Additionally, G7 regulators haven’t made the buy-side’s investing decision-making process much easier. Increasingly commonplace central bank interventions cause price distortions in fixed income and securities markets. The notion of risk premium for discounting future cash flows to value securities sadly doesn’t work well in a deflationary, negative interest rate environment. Greed and fear now coexist—it used to be that these antagonistic emotions would cause equities and fixed income markets to move in inversely correlated patterns. But now those fearing a broad market correction drive fixed income prices higher (fixed income yields move opposite into negative territory), while a large part of those not in the fear camp reluctantly flock to low-cost passive vehicles (ETFs, index mutual funds) and cause equities to rise despite the high risk of a strong market correction.

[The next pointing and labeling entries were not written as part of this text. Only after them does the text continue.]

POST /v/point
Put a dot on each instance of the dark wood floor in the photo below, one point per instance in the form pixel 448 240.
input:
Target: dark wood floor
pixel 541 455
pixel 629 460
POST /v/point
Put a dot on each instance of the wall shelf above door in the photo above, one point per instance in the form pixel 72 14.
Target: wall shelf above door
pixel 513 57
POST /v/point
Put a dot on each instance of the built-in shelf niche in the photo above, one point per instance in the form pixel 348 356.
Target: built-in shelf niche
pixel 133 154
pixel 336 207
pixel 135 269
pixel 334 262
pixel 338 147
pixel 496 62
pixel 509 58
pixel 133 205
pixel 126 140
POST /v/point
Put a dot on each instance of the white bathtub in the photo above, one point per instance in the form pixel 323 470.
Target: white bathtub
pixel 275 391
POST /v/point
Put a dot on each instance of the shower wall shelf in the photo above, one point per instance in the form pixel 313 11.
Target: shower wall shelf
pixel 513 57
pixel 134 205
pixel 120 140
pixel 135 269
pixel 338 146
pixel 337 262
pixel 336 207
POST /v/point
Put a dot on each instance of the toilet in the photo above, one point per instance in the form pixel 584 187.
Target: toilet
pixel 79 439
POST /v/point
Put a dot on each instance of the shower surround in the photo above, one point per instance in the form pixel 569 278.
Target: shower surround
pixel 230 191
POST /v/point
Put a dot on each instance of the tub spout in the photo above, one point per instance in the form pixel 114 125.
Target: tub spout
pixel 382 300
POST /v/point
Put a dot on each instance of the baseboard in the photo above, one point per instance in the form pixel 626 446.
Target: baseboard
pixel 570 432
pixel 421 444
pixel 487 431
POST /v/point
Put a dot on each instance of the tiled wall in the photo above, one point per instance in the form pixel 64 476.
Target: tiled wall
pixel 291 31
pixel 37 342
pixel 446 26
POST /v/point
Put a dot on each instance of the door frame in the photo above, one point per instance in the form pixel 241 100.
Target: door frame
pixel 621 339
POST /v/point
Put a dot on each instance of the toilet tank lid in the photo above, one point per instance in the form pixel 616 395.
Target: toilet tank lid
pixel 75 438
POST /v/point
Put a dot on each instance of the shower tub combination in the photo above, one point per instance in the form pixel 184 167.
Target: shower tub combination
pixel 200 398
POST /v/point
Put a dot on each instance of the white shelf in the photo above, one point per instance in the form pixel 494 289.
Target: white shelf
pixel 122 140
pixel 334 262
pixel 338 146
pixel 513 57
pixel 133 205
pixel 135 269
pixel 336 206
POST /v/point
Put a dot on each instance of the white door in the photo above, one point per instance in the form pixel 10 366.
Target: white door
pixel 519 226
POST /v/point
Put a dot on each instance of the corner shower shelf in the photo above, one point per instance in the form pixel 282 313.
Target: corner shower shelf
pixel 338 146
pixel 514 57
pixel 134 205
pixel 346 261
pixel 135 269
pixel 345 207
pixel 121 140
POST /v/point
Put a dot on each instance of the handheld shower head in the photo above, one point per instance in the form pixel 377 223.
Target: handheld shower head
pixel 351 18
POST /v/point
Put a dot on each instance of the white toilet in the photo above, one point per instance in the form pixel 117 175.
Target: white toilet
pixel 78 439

As further proof that this is not a great time to be a fund manager, investors have fund management styles under close scrutiny. Active fund managers are under increasing pressure to deliver yield to justify the standard 2%/20% fee structure that many of them charge. The speed with which these firms trade has become a liability in the eyes of Main Street investors. Lost to HFT critics is that being a fast market participant today is a necessity and also a cost of doing business. Having strategies based on speed hasn’t been a priority for the e-buy-side for three to five years, according to several people we spoke to with knowledge of the matter. With larger HFT firms increasingly playing a role as market-makers and some (like Virtu) acting as trading infrastructure partners to banks and brokers for select markets, it would seem that sophisticated buy-side firms are using scale rather than pure speed as the new way of making money.